Cependant, les questions éthiques entourant le développement de ces potentielles innovations ne sont pas pour autant évacuées par les politiques publiques. Ces préoccupations sont visibles dans une nouvelle résolution sur l’IA dans les domaines de l’éducation, de la culture et de l’audiovisuel, adoptée en mai 2021 par le parlement européen. Elle est présentée comme une étape vers une régulation européenne de l’IA qui fixerait un cadre juridique pour préserver le respect des droits fondamentaux des individus. Un certain nombre de valeurs sont prônées comme centrales telles que la transparence (Cellard & Masure, 2018 ; Chevret–Castellani & Labelle, 2019), l’équité ou encore les droits fondamentaux.
Dans le domaine de l’éducation, l’introduction de l’IA est envisagée pour permettre une « individualisation » des apprentissages et favoriser une plus grande « inclusion » en réduisant la « fracture numérique » par la création d’infrastructures. Cette résolution s’inscrit dans la continuité des principes du consensus de Beijing (Unesco, 2019) qui, tout en souhaitant un « usage systématique » de l’IA dans l’éducation, appelle au développement d’une « approche humaniste » en lien avec les principes de l’Unesco.
Les évolutions technologiques étant rapides, il semble comme admis, tant du point de vue des acteurs privés que des acteurs publics, que le droit ne se présente plus comme l’unique solution pour encadrer les développements de l’IA. La loi est présentée soit comme inopérante eu égard à la vitesse d’adaptation nécessaire aux changements, soit comme freinant l’innovation. Pour les pouvoirs publics, il s’agit cependant de se tenir sur une ligne de crête entre d’un côté les exigences économiques et les promesses de l’IA pour la croissance et, d’un autre côté, l’acceptabilité sociale de ces promesses. Si le droit reste encore un moyen d’encadrer, qu’en est–il des applications de l’IA dans le domaine de l’éducation ? Cette question conduit à une réflexion sur les modalités de collecte des données, leurs traitements et leurs conditions de partage. En effet, l’éducation est un « bien commun » (Bourdin, 2019) qui suppose une attention particulière aux conditions d’échange des informations. Ces échanges concernent tout autant des usagers que des dispositifs et des pratiques professionnelles spécifiques.

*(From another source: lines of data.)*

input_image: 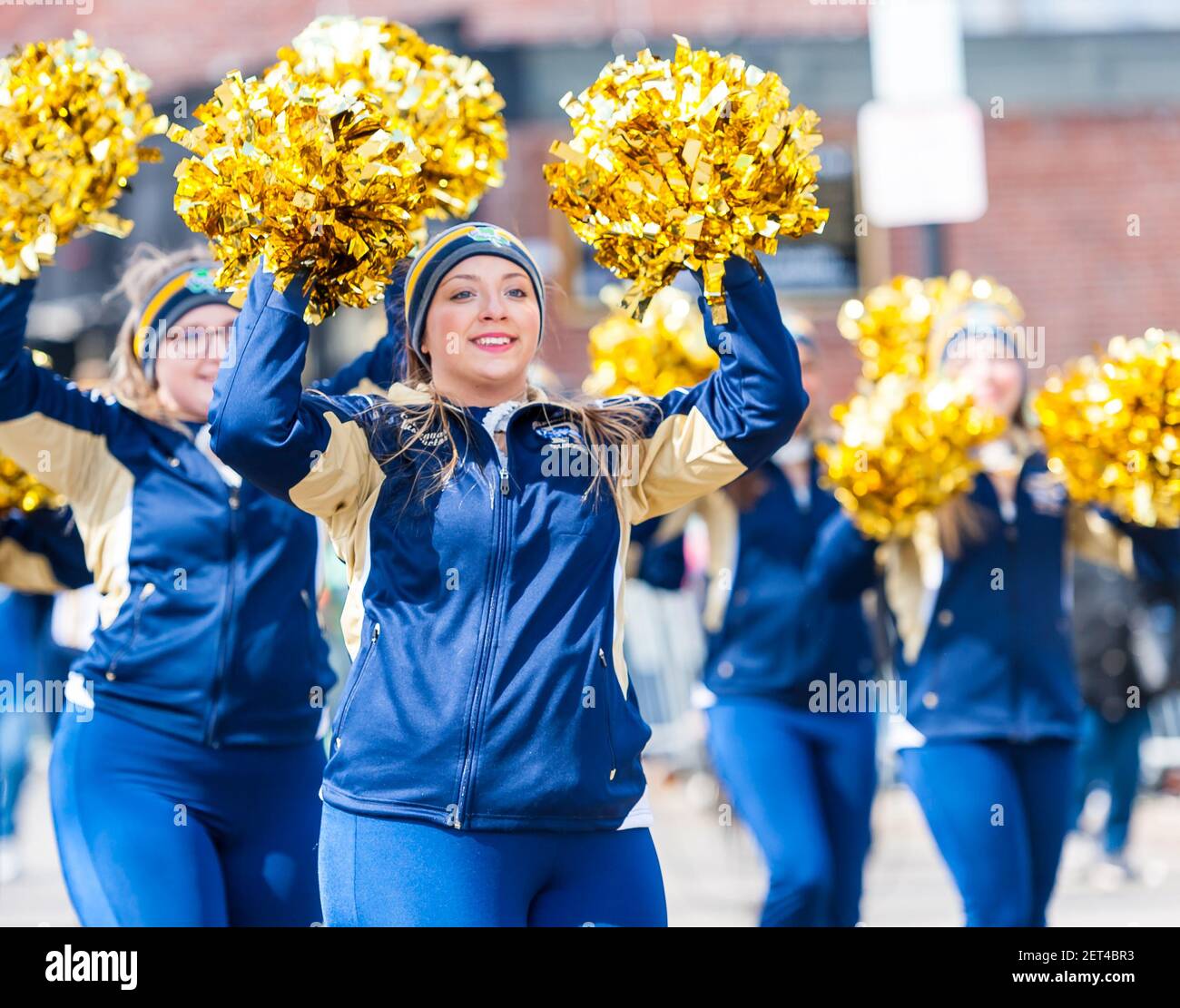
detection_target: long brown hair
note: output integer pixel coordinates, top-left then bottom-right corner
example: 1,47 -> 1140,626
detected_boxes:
374,272 -> 652,504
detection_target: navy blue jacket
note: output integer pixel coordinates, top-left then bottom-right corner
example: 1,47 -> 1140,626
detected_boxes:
0,282 -> 392,747
817,453 -> 1180,741
211,260 -> 807,830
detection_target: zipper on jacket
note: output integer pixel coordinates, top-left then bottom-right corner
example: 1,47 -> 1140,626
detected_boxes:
331,622 -> 381,751
598,647 -> 618,780
106,582 -> 156,678
452,410 -> 520,830
205,487 -> 242,749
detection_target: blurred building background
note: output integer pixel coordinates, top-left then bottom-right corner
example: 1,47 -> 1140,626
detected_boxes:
0,0 -> 1180,412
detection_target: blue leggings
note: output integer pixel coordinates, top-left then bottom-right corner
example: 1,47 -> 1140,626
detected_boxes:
320,804 -> 668,928
50,711 -> 325,928
901,739 -> 1075,928
708,697 -> 877,926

Quelles sont les alternatives au droit qui se dessinent aujourd’hui et quelles en sont les modalités ? À l’échelle internationale, la régulation de l’intelligence artificielle conduit à adopter des démarches « parties prenantes » dont la particularité est d’amener à faire dialoguer des partisans de différents modes d’intervention, de l’autorégulation à la co–régulation. Or, la démarche « partis prenantes » (Massit–Folléa, 2014) induit une pluralité des normes. En quoi consiste cette pluralité quand il s’agit de réguler les applications de l’IA dans le domaine de l’éducation ? Ou pour poser la question autrement : quels sont les types d’acteurs impliqués ? Comment les normes (discursives, éthiques, techniques, professionnelles et sociales) sont–elles construites ?

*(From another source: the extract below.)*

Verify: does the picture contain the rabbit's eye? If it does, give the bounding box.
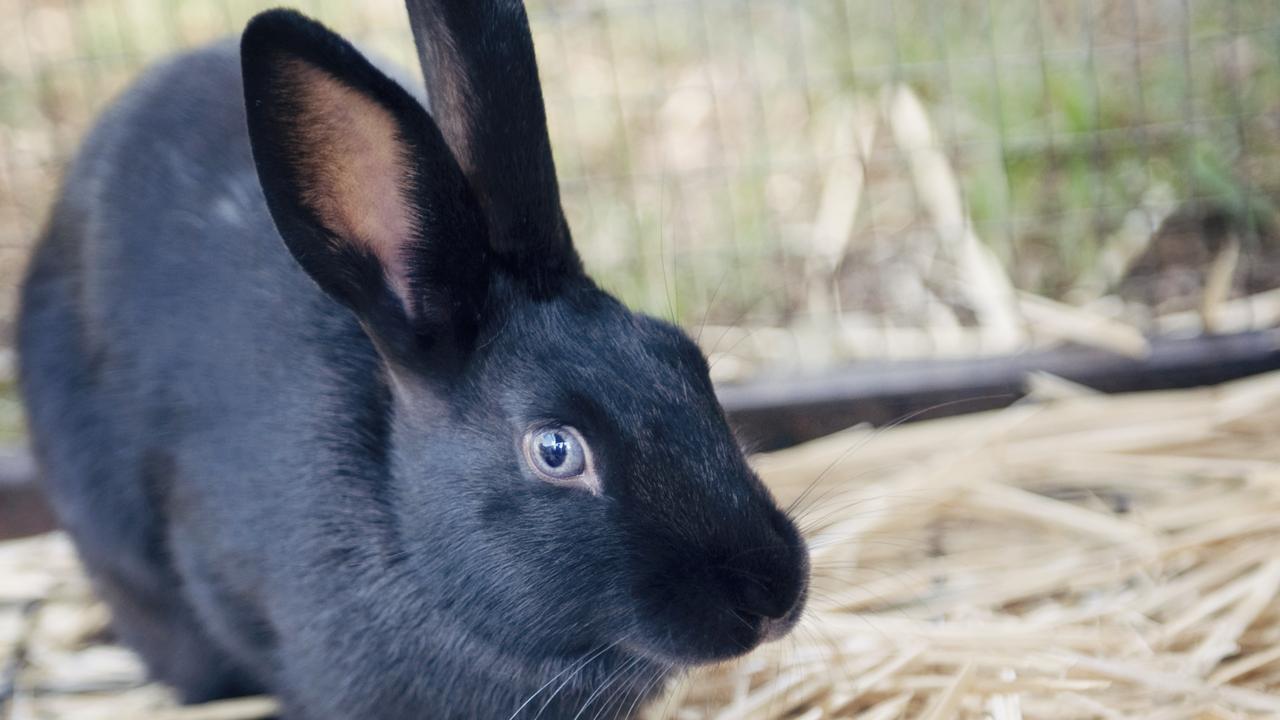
[525,425,598,492]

C’est ce que les propositions d’articles chercheront à explorer à travers les cinq axes suivants :
Axe 1 : La régulation par l’éthique
Une réflexion éthique basée sur la discussion (Ganascia, 2019) est envisagée comme ouvrant un horizon de règles de vie en commun. En tant qu’elle permet de fixer des principes guidant l’action, l’éthique est présentée par les acteurs publics et politiques comme un moyen de réguler, soit par les valeurs communes qu’elle pourrait tendre à construire (Unesco, 2019), soit comme nécessaire pour compléter le droit (Cnil, 2017), voire pour s’y substituer face à l’incertitude quant aux évolutions de l’IA (Villani, 2018). Dans le cadre de cette « IA éthique », les valeurs mises en avant sont multiples : la
transparence, la dignité humaine, l’équité, l’autonomie humaine face aux machines, etc. Ces valeurs exigeraient des postures, telles que la réflexivité et la vigilance. Sont–elles universelles, unanimement partagées ? Quelles distinctions faire entre des principes régulateurs et des valeurs ? Dans quelle mesure des principes régulateurs contribueraient au développement de l’IA dans l’éducation ? Cet axe invite à s’interroger sur l’éthique soit du point de vue du discours dans les textes à l’échelle nationale, européenne ou internationale, soit du point de vue des dispositifs mobilisés en vue de la construction de principes. Les propositions conduiront à s’intéresser aux discours éthiques sur l’IA dans l’éducation et/ou sur les dispositifs mis en place en vue d’élaborer des principes régulateurs de l’IA dans ce domaine.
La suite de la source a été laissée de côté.